Altogether, the various nutrients work together to improve your complexion.
Promotes cell turnover
As a good source of vitamin A, applying Acai to your skin stimulates your skin cells to turnover faster. Vitamin A is also an antioxidant. It promotes clear pores and can so help prevent zits. It’s often used in anti-ageing products because it stimulates collagen formation and so reduces fine lines.
Eases irritation
The antioxidants in Acai not only protect your body against free radicals, they also help reduce inflammation. Lowering inflammation allows your skin to repair itself. It can help ease irritated and red skin.
Helps repair your skin
Amino acids are absolutely essential in growth – growing new skin cells. Particularly important for speeding up collagen and elastin production, the structural skin proteins. Higher levels of both can be seen in firmer and tighter skin.
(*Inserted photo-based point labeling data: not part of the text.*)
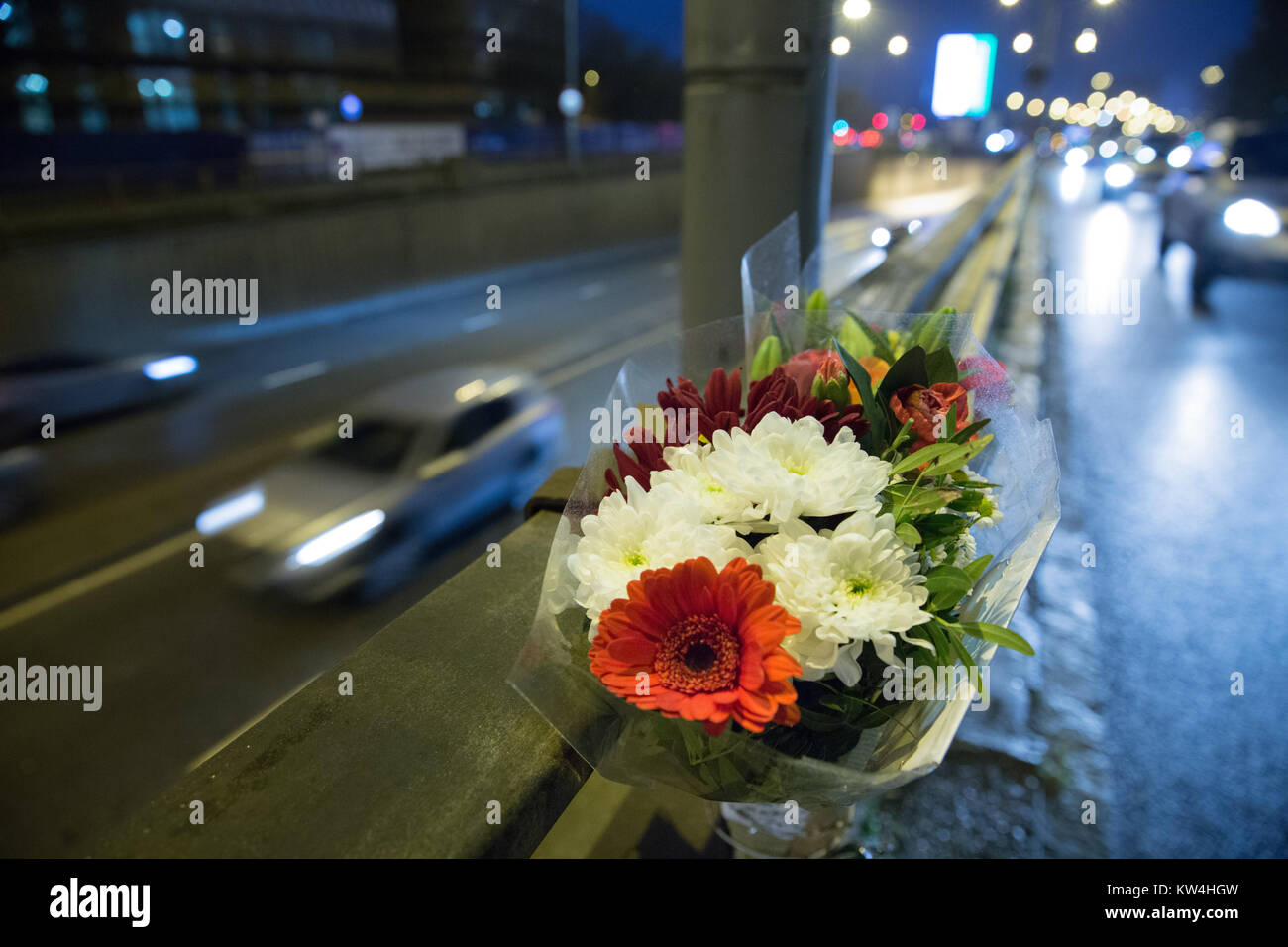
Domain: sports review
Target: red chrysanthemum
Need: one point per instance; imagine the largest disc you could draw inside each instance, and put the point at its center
(648, 458)
(699, 644)
(719, 410)
(778, 392)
The fatty acids in Acai ensure that your skin cell membrane is healthy. They also replenish your skin’s natural oils and so keep your skin moisturised.
How to find Acai
As Acai has a short shelf life, it’s quite difficult, even nearly impossible to find it fresh outside the Amazon. This is the reason why you only find it in its processed form: Freeze-dried powder, puree, or already processed into a tablet supplement.
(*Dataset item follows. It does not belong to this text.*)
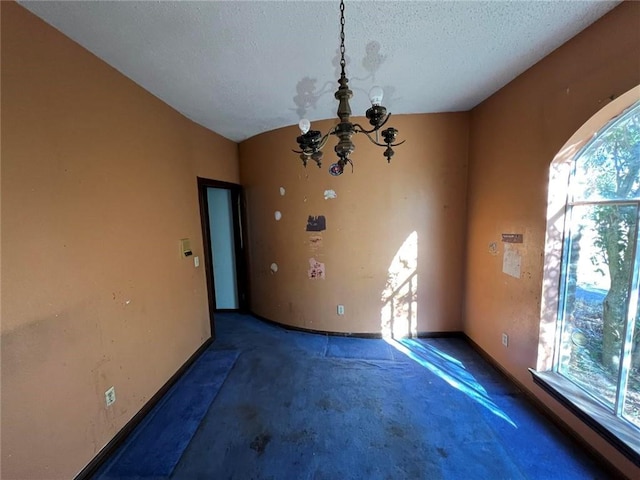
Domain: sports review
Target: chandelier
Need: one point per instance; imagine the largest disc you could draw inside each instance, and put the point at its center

Remember how the Acai berry looks juicy but is almost entirely made up of the pit? A form of processing Acai is to make it into an oil. The oil is extracted from the seed of the Acai fruit. It’s rich in essential fatty acids, Omega 3, Omega 6, Omega 9, but doesn’t have anthocyanins (which are found in the skin).
Closing words
Acai berries are still highly coveted so that products formulated with Acai can eat into your pockets. Another option is to make your own DYI product that won’t make a hole in your pocket and you get to make something that caters to the needs of your skin.
I leave you with a mask that both lifts dark spots as well as acts as a photoshop filter and smooths out fine lines. You need
- 1 tablespoon fresh avocado
- 1 teaspoon Acai berry puree
- 1 teaspoon yogurt
Mix all well until you get a smooth paste. Apply it to your face and if you want neck and chest are. Relax for 10 minutes then rinse off.